I know that your thinking but it’s true. I think it best I only give over limited information and we build on it here.-, if anyone thinks they can.

Issue

Maybe once every three weeks, maybe two days in a row, (could be a good month) we will get a short disruption in internet traffic in the form of DNS what face value, but not all websites. Happens to be the most common and disruptive. OneDrive for example with a DNS error. but other not all are working. another problem site seems to be the bbc.co.uk (UK news/tv/radio). traffic to other sites is fast and works without issue. I think youtube has also been on the list. 3,5,10 minutes later it’s all over.

In the past we have bypassed the Smoothwall and that seems to have worked but it might just be the disconnection / reconnection that fixed it, problem is no time to start testing. Feels like the smoothwall but support have given it a full bill of health and the unit has been upgraded by chance, although the config was exported and imported.

I did put a PC on the network between the Smoothwall and draytek so I could test north of the smoothwall but I can’t remember the result, also its not predictable.

We have looking at this on and off for a LONG time.

Setup

  • Largish network, 10 ish vlans, mostly running /20 then a few /24, ACL in play on a fibre HP 3800 switch (gateway)
  • 1500 users with half of them having phones and or laptops +

Internet

the 3800 is the end point for all vLANs.

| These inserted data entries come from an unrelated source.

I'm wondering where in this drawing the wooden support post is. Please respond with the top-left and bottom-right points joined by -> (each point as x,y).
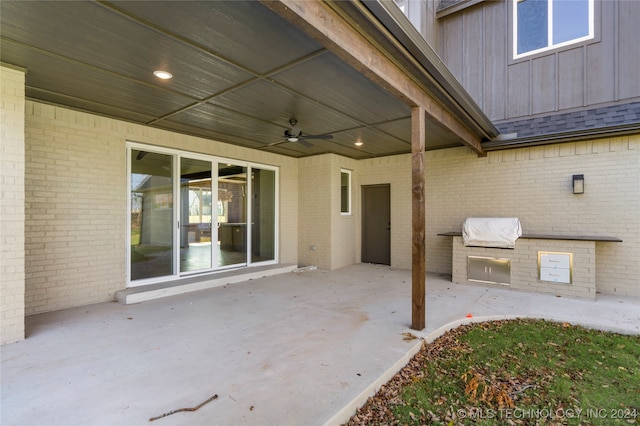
411,106 -> 426,330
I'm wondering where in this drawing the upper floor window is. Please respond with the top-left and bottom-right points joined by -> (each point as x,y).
513,0 -> 594,58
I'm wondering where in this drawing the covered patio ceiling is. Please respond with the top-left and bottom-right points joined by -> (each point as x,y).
0,0 -> 497,159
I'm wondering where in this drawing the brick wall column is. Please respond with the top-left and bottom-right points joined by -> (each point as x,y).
0,66 -> 25,344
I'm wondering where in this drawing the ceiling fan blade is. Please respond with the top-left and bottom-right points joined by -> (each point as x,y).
302,135 -> 333,140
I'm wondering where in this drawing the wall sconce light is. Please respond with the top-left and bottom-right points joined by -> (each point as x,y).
573,175 -> 584,194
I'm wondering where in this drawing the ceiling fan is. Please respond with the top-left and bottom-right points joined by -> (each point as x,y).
269,118 -> 333,147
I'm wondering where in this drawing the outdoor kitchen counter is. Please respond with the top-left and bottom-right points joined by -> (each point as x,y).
438,232 -> 622,299
438,232 -> 622,243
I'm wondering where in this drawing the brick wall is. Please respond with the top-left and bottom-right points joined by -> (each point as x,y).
426,135 -> 640,296
25,102 -> 298,314
0,67 -> 25,344
298,155 -> 332,269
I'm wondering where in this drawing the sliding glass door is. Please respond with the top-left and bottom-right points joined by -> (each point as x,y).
218,163 -> 249,267
129,149 -> 175,280
129,144 -> 278,286
178,157 -> 213,272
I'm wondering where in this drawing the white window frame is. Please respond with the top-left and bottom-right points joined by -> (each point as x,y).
511,0 -> 595,59
340,169 -> 352,216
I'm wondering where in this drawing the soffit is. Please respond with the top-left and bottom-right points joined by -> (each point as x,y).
0,0 -> 484,159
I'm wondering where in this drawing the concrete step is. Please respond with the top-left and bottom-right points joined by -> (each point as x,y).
116,264 -> 298,305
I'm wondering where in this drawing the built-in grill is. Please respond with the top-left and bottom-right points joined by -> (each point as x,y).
462,217 -> 522,249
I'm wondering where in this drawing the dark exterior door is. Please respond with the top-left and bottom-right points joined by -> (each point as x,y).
362,184 -> 391,265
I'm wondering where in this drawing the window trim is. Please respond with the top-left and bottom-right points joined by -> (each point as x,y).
511,0 -> 596,60
340,169 -> 352,216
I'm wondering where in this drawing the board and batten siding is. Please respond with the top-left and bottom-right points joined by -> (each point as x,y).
437,0 -> 640,122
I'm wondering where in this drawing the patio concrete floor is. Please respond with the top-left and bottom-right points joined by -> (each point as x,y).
0,264 -> 640,426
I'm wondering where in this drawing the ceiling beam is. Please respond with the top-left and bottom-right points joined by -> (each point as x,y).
262,0 -> 484,154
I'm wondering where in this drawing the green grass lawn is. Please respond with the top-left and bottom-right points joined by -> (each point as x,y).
349,320 -> 640,425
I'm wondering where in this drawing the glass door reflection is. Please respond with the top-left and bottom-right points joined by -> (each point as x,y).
180,158 -> 213,272
129,149 -> 174,280
217,163 -> 249,267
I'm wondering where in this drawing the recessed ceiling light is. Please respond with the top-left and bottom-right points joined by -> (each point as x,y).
153,71 -> 173,80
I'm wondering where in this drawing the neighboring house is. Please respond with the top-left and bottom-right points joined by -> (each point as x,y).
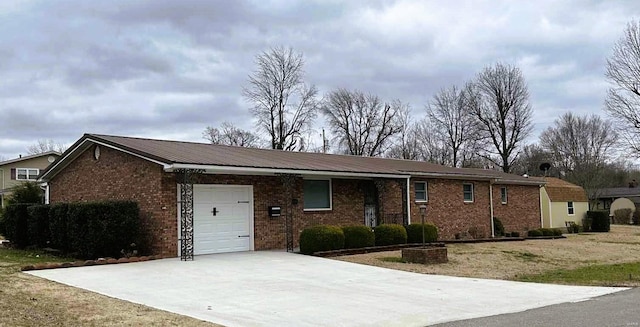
0,151 -> 60,207
589,187 -> 640,216
540,177 -> 589,228
41,134 -> 543,258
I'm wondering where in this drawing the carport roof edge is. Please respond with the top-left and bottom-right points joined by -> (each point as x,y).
40,134 -> 544,185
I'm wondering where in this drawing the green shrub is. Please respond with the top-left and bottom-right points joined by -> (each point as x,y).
613,208 -> 633,225
493,217 -> 504,236
342,225 -> 376,249
67,201 -> 140,259
538,228 -> 553,236
300,225 -> 345,254
49,203 -> 71,253
405,224 -> 438,243
527,229 -> 542,237
4,203 -> 33,248
374,224 -> 407,246
587,211 -> 611,232
27,204 -> 51,248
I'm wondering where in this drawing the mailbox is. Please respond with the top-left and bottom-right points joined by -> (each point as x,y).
269,207 -> 282,218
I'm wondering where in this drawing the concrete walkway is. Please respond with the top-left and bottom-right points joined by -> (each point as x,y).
28,251 -> 624,326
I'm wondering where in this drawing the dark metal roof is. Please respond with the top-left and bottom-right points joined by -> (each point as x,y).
43,134 -> 542,184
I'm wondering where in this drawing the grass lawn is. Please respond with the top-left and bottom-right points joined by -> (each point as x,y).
334,225 -> 640,286
0,247 -> 217,326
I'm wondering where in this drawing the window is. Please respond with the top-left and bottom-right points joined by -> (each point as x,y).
500,186 -> 507,204
16,168 -> 40,181
567,202 -> 575,216
303,179 -> 331,210
462,183 -> 473,202
413,182 -> 427,202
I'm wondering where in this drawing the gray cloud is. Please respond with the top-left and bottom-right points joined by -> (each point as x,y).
0,0 -> 640,157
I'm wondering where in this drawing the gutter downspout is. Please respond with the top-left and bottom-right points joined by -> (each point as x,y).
407,176 -> 411,224
489,179 -> 496,238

This is then routed on a 10.0.99.2/24 via a bridged monitoring appliance called a Smoothwall, then to a Draytek router, Then Juniper ISP router then gone…

Secret

We do have a 2nd site that is routed from the 3800. they sometimes get the same issue as the same time. I wasn’t going to mention as the issue is happening downstream, but incase any spark of some DNS / routing issue back to the 2nd site, i will include here.

If someone picks up this in it’s basic form i will dig a bit deeper and get some screenshots.
I also have snmp

That is a lot of words and not a lot of details. Let’s start with what exactly do the DNS errors say and who provides your DNS service? Follow the DNS server logs, look for errors, and if it’s an upstream DNS provider then consider finding a new one. Also, please keep in mind that that forum is mostly full of people using pfSense and Unifi equipment, not Smoothwall.

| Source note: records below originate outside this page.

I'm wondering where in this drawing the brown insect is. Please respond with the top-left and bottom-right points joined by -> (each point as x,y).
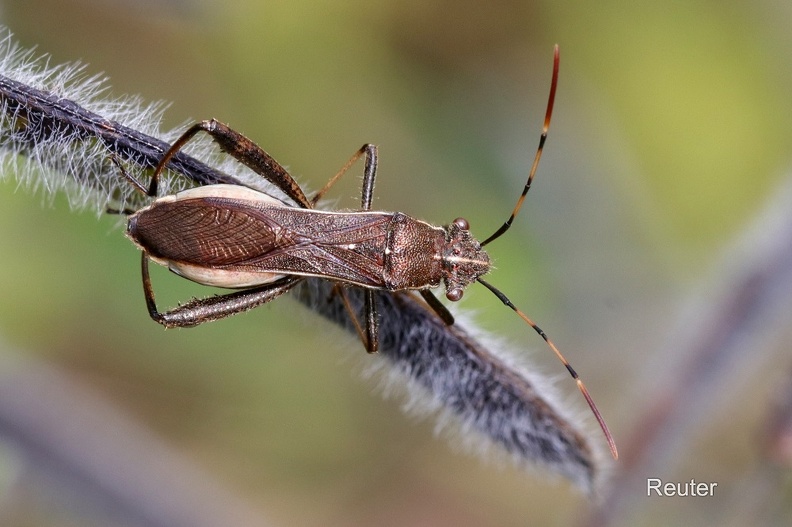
122,47 -> 617,457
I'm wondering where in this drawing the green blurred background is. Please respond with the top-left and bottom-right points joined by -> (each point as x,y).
0,0 -> 792,526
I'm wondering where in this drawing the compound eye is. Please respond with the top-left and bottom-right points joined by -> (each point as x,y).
453,218 -> 470,231
446,287 -> 462,302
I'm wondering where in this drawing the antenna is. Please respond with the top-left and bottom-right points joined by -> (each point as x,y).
481,44 -> 559,247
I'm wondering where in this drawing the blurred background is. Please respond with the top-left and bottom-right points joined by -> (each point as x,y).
0,0 -> 792,527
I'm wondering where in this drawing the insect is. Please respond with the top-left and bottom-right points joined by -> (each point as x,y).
122,46 -> 617,458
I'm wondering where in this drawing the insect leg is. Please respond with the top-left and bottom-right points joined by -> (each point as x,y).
311,144 -> 377,210
149,119 -> 312,209
141,253 -> 303,328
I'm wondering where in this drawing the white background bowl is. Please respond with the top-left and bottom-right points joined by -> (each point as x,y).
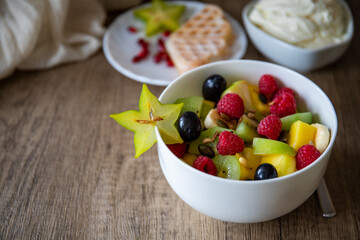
242,0 -> 354,72
156,60 -> 337,223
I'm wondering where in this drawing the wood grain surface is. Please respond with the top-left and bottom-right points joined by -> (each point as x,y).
0,0 -> 360,239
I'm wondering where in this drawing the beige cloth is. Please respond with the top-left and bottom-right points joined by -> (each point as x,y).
0,0 -> 106,79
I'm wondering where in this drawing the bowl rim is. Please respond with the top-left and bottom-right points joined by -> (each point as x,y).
242,0 -> 354,53
155,60 -> 338,185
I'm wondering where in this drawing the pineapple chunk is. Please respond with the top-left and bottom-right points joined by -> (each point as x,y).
288,120 -> 316,151
261,155 -> 296,177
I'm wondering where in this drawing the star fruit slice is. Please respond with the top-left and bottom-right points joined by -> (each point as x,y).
110,84 -> 183,158
134,0 -> 185,37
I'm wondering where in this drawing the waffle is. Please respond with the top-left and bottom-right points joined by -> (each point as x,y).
166,4 -> 234,73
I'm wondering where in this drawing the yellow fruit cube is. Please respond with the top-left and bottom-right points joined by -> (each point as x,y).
288,120 -> 316,151
261,155 -> 296,177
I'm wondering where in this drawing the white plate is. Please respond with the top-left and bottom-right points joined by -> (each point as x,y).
103,1 -> 247,86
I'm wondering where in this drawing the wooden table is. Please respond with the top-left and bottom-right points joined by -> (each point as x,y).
0,0 -> 360,239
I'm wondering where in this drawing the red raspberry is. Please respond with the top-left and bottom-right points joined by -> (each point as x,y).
128,26 -> 137,33
217,93 -> 244,118
295,144 -> 321,170
216,131 -> 245,155
257,114 -> 282,140
193,156 -> 217,176
270,92 -> 296,117
259,74 -> 278,94
273,87 -> 295,99
166,142 -> 187,158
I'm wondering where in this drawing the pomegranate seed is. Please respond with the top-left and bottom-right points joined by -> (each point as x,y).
158,38 -> 165,52
128,26 -> 137,33
138,38 -> 149,48
138,48 -> 149,58
166,55 -> 174,67
154,51 -> 166,63
133,56 -> 142,63
163,31 -> 171,37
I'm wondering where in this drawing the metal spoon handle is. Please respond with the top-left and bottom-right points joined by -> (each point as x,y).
316,179 -> 336,217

How do your internal clients get their DNS servers? I’m assuming from DHCP but let me know. Also, it’d be nice to know your results north of the firewall. But If I were you, here’s how I’d test.

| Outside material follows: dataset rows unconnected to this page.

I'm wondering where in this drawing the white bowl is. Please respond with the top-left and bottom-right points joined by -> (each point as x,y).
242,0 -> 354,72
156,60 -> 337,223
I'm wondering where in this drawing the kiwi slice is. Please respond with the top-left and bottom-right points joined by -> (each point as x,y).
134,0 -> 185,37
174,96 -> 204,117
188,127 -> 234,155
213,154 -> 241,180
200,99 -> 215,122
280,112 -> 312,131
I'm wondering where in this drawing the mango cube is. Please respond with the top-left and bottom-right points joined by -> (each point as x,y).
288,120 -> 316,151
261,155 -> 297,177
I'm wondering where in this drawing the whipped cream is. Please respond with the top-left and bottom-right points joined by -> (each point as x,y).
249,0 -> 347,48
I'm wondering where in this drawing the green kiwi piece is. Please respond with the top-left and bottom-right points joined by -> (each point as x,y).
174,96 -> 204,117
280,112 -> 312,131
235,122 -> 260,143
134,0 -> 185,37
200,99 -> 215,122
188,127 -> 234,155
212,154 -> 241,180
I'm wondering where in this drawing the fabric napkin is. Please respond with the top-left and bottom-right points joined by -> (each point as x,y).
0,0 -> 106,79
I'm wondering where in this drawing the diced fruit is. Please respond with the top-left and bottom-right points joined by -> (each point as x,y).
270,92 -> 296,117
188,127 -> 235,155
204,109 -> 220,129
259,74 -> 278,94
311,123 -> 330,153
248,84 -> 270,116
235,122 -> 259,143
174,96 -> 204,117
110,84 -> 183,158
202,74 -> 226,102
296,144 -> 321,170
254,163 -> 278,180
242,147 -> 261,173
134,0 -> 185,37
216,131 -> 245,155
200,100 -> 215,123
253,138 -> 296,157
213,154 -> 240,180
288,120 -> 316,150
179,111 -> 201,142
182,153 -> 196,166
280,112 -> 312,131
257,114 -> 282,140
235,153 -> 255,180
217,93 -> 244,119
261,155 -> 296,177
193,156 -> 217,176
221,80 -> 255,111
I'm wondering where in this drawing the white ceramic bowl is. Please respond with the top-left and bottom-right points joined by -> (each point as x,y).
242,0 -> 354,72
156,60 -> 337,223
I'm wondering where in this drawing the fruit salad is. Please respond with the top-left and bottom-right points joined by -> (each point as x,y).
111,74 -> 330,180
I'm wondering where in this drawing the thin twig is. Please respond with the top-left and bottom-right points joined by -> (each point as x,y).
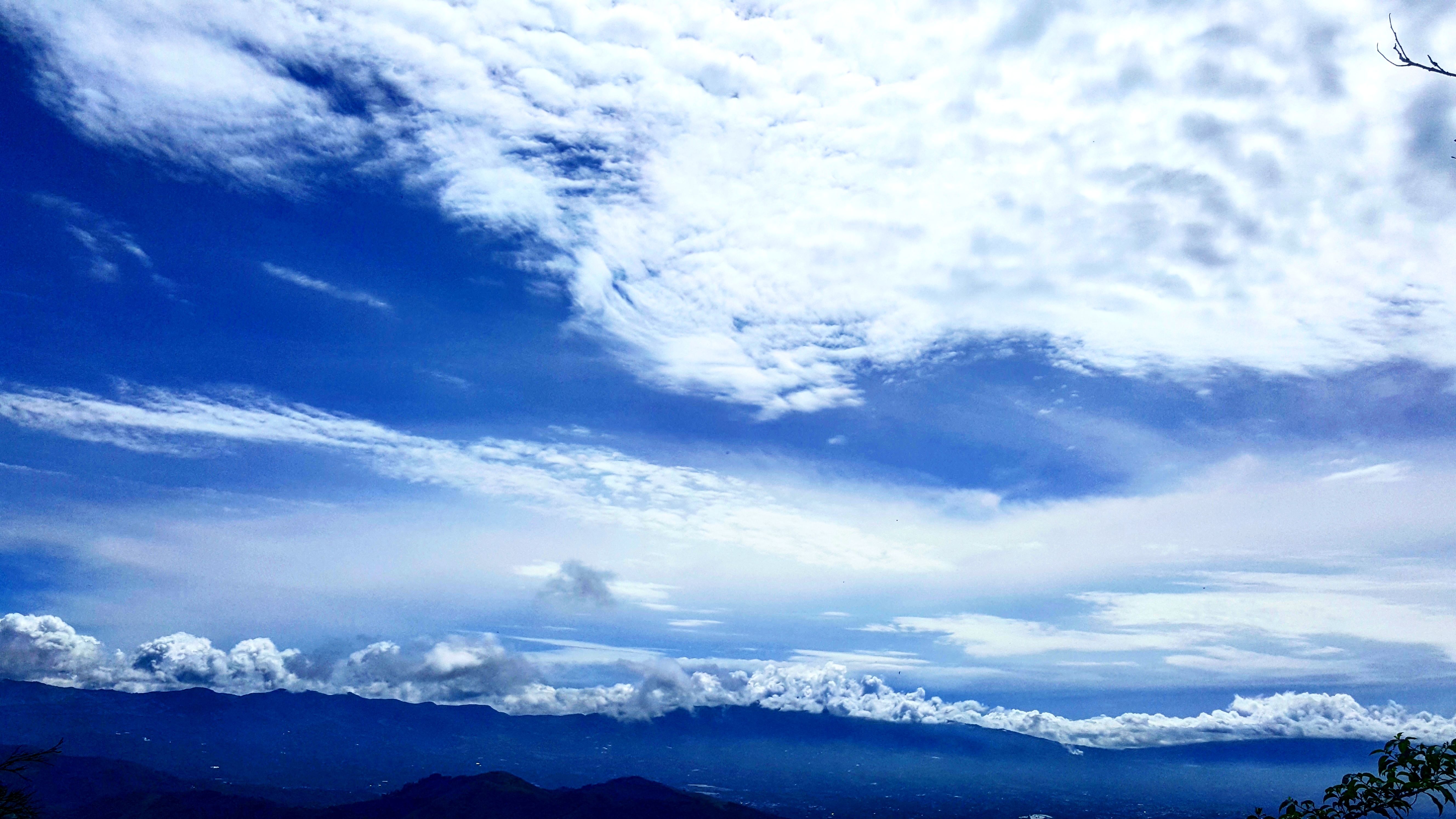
1375,15 -> 1456,77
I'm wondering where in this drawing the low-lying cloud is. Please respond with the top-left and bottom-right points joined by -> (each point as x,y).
537,560 -> 617,606
262,262 -> 392,312
0,613 -> 1456,747
0,388 -> 945,571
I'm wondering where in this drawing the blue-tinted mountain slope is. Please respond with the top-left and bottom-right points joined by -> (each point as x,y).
0,682 -> 1369,819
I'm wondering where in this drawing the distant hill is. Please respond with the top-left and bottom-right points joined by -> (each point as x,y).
23,758 -> 775,819
0,681 -> 1373,819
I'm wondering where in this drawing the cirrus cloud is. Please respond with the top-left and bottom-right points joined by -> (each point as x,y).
0,0 -> 1456,415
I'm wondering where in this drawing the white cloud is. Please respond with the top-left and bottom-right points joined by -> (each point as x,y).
894,613 -> 1197,657
0,389 -> 945,568
1079,571 -> 1456,666
789,649 -> 932,673
32,194 -> 150,283
0,0 -> 1456,414
8,613 -> 1456,747
262,262 -> 390,310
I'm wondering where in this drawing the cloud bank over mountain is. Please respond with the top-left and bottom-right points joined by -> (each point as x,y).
0,613 -> 1456,747
0,0 -> 1456,415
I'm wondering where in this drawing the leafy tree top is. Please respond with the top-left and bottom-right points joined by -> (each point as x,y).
1249,735 -> 1456,819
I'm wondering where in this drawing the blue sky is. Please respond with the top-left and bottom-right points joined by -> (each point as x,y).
0,0 -> 1456,743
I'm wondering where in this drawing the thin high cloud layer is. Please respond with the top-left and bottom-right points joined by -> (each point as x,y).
0,389 -> 945,571
0,613 -> 1456,747
262,262 -> 390,312
0,0 -> 1456,415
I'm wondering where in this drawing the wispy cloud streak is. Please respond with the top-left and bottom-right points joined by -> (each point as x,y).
262,262 -> 393,312
8,613 -> 1456,747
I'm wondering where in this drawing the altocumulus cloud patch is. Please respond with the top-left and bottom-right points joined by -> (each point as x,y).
0,0 -> 1456,415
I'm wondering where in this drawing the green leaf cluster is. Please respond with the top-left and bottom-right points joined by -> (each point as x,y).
1248,735 -> 1456,819
0,742 -> 61,819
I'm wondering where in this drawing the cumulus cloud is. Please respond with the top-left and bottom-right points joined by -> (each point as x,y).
0,0 -> 1456,414
262,262 -> 390,310
860,573 -> 1456,679
32,194 -> 150,278
0,389 -> 945,568
0,613 -> 1456,747
537,560 -> 617,606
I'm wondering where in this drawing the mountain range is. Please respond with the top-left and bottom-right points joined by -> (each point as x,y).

Grab 3 raspberry Pi’s. Put one on the production south of your firewall, one north, and one at that remote site you mentioned. Write a script that’ll run a nslookup of your problem domains and to alert you when it cannot resolve them. It’d also be helpful to have it include the DNS server it queried to make sure something isn’t hijacking traffic. This will at least let you know whether you’re looking at an issue with upstream DNS or something internal to your network and give you a better idea of where to look next.

1 Like

yes, DHCP server.
I did what you said, had it running for weeks with no hit. took it all down and then we got another blip…
I used PC’s and VM to complete the task.

I’ll dig out some of the error messages and put on here. - will also get some up to day logs from DNS.